Última atualização em 23 de setembro de 2025 às 20h14.
O Brasil registra gastos tributários que variam entre 4% e 6% do Produto Interno Bruto (PIB), o equivalente a aproximadamente 28% das receitas da União. Estudo do Instituto Esfera, em parceria com a Associação Brasileira da Indústria Química (Abiquim), aponta que os percentuais dos gastos superam o orçamento dos próprios ministérios ligados às atividades econômicas que são beneficiados por essa política. Somado a isso, pouco se sabe sobre a eficiência e retorno desses benefícios para os brasileiros.
Os chamados gastos tributários são renúncias de receita pública que são concedidas através de isenções de impostos e alíquotas diferenciadas a determinados setores produtivos, política muito utilizada nas principais economias do mundo. A concessão do benefício passa pela aprovação do Congresso Nacional e é sancionada pelo presidente da República.
A pesquisa aponta que, na Agricultura, por exemplo, essa renúncia de receita é cinco vezes maior que o orçamento da pasta; em Minas e Energia, quase quatro vezes; já na Saúde e na Educação, as renúncias equivalem a 0,4 e 0,2 vezes os gastos diretos, respectivamente.
Para além dos números, o diretor acadêmico do Instituto Esfera Fernando Meneguin aponta para um problema estrutural dos benefícios: a falta de governança sobre esses gastos tributários.
“A discussão sobre os gastos tributários surgiu por uma necessidade de se combater o déficit; no entanto, o que temos de perceber é que os gastos tributários são uma forma de atenuar a alta carga tributária. O problema não é a existência dos gastos tributários, mas sim a falta de transparência e de análise de eficiência deles”, comenta.
Governança
Ao comparar com outros países, o levantamento revela que os gastos tributários são um fenômeno global. Países como Suécia, Finlândia e Holanda possuem um percentual ainda maior de renúncias fiscais em relação ao seu PIB. Apesar de estar dentro dos patamares praticados por outras economias do mundo, o Brasil não trabalha com mecanismos de controle capazes de avaliar o impacto e a qualidade desses benefícios. Organismos internacionais como o Fundo Monetário Internacional (FMI) e o Banco Mundial destacam três práticas positivas para essa análise:
Transparência e avaliação: equiparar a análise de gastos tributários à de gastos diretos. Estabelecer metas claras e instituir relatórios regulares.
Revisão periódica: estipular prazos para que os benefícios expirem caso se provem ineficazes.

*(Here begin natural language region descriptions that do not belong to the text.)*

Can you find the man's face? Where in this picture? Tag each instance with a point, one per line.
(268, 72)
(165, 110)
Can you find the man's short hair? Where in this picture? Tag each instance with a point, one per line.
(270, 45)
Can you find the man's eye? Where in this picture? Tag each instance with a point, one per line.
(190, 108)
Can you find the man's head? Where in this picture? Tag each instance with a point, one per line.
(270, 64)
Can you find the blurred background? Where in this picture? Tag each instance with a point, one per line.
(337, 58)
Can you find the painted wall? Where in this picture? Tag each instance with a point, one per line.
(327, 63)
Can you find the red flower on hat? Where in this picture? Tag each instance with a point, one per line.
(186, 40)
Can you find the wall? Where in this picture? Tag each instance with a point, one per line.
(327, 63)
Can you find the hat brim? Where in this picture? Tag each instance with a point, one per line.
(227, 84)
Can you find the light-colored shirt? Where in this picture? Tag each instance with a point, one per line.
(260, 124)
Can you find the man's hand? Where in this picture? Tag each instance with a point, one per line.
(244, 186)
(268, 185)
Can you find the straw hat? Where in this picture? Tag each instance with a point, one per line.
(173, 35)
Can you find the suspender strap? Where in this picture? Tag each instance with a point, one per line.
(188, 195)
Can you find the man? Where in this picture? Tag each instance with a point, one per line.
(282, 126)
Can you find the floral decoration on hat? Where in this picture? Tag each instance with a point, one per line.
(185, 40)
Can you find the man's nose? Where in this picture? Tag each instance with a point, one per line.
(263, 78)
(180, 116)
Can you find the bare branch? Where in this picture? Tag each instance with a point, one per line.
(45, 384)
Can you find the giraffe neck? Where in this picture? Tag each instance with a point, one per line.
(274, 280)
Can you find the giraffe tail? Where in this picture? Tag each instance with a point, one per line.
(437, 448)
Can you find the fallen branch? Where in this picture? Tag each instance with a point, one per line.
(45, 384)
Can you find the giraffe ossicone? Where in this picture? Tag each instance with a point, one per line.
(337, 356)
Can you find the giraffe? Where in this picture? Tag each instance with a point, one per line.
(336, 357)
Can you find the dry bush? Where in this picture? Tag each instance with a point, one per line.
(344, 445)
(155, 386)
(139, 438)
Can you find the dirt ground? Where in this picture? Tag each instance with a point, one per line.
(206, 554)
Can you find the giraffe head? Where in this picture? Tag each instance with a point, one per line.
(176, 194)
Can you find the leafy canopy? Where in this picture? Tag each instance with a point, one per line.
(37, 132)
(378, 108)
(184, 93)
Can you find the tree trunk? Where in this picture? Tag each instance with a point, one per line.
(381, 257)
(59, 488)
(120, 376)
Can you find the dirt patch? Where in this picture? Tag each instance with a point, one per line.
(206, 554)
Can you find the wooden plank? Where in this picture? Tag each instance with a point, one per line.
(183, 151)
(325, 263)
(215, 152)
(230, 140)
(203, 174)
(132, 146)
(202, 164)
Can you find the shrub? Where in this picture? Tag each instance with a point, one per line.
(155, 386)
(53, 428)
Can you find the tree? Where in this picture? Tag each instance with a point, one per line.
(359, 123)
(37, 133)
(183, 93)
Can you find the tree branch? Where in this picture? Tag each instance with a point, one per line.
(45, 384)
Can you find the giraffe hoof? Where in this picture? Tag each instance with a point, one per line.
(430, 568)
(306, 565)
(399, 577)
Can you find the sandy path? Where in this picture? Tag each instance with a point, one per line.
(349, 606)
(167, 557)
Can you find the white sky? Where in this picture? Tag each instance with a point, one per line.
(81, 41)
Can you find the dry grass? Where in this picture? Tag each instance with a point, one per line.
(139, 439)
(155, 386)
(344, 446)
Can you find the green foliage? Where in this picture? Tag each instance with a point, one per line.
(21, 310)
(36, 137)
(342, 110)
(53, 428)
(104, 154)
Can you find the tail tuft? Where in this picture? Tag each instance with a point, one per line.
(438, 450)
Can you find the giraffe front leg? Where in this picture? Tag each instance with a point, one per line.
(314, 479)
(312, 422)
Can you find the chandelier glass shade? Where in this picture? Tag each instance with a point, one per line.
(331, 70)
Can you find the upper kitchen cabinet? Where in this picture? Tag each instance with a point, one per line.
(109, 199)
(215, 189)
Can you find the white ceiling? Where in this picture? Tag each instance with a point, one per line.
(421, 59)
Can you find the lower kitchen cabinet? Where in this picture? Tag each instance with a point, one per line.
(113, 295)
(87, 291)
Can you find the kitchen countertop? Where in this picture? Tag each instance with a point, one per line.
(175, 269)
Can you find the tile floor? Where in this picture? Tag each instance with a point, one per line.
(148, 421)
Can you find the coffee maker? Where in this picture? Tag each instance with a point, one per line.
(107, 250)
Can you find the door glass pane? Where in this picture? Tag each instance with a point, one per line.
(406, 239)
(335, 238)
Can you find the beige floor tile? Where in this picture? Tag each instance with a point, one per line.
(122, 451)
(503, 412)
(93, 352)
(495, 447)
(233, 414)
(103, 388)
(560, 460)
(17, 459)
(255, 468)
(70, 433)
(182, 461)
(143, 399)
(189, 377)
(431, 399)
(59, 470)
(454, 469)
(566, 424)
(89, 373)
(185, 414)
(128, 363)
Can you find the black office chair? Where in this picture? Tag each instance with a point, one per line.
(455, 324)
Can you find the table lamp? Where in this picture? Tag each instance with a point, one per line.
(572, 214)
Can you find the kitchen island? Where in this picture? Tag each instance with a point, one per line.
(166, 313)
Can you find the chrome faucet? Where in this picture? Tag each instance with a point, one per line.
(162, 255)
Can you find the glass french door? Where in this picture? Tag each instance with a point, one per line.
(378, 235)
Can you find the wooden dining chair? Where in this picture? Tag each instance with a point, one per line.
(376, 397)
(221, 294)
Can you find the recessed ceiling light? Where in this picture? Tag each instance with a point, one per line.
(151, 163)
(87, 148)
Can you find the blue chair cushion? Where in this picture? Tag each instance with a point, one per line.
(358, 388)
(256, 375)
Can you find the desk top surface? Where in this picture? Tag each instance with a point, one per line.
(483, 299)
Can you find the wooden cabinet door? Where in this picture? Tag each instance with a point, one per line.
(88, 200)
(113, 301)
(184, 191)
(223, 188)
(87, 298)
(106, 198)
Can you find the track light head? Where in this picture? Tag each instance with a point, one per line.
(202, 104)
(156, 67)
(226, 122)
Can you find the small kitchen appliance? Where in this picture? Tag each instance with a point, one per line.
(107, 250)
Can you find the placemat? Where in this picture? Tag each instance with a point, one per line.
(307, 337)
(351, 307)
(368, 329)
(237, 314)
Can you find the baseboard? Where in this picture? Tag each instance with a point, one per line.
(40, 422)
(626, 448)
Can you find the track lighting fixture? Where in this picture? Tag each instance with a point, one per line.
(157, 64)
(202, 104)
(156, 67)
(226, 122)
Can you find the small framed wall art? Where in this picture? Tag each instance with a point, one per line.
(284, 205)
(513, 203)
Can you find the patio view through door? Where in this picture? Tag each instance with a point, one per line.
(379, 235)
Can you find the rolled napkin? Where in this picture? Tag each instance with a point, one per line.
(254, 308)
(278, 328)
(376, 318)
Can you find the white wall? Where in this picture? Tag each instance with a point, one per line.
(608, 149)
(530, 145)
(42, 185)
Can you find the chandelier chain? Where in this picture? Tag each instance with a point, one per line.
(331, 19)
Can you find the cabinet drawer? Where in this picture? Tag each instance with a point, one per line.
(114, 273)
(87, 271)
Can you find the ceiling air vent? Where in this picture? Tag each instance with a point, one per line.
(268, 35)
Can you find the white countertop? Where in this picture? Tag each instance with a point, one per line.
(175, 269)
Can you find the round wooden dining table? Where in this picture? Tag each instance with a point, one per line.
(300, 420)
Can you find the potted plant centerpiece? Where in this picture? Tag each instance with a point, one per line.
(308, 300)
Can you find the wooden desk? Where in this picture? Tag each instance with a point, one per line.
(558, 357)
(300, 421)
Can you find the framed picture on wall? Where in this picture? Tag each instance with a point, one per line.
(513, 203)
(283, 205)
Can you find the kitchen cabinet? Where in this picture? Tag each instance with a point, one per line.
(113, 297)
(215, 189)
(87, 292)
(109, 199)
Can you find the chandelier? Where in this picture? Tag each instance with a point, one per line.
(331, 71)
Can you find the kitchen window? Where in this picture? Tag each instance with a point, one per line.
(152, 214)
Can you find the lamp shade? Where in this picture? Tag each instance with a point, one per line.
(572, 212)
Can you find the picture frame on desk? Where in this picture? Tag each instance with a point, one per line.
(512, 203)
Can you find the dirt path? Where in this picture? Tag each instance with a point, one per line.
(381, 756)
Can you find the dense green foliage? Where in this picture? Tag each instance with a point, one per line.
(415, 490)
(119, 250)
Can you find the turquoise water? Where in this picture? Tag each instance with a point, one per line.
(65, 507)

Critérios de eficiência e equidade: avaliar se houve cumprimento dos objetivos de forma eficiente, e se obedecem critérios de equidade social.
Legislação
Os patamares atuais devem ser revistos até o final do próximo ano, para que se mantenha a conformidade imposta pela Emenda Constitucional nº 109/2021. A legislação determina um teto de até 2% do PIB para gastos tributários a partir de 2027.
A mesma lei prevê a criação de uma Lei Geral dos Gastos Tributários (LGGT), que deveria estabelecer critérios objetivos para a concessão, avaliação e redução gradual dos benefícios. Essa regra acessória, contudo, não prosperou até os dias de hoje.
De acordo com o Instituto Esfera, uma boa política de gastos tributários seria feita nos moldes do Regime Especial da Indústria Química (REIQ). A lei que concede o benefício exige contrapartidas claras e metas de desempenho.
“A LGGT, se implementada, transformaria as renúncias fiscais em instrumentos de política pública transparentes e eficientes, com início, meio e fim”, diz o estudo.
Recorde de carga tributária
Ainda segundo as projeções do estudo, o Brasil deverá registrar, nas próximas décadas, o maior aumento de carga tributária do mundo. A projeção é que a carga tributária brasileira passe dos 34% atuais para 42,8% daqui 25 anos.
O envelhecimento populacional, que elevará os gastos com previdência e saúde, deve pressionar o sistema fiscal de forma inédita até 2050. Nesse cenário, a falta de governança sobre os gastos tributários torna-se um desafio ainda mais crítico.
“Em um futuro com alta carga tributária, a sociedade brasileira precisará de mecanismos de alívio fiscal bem calibrados, justificados por resultados claros, e não de exceções opacas e inerciais que perpetuam privilégios”, conclui a pesquisa.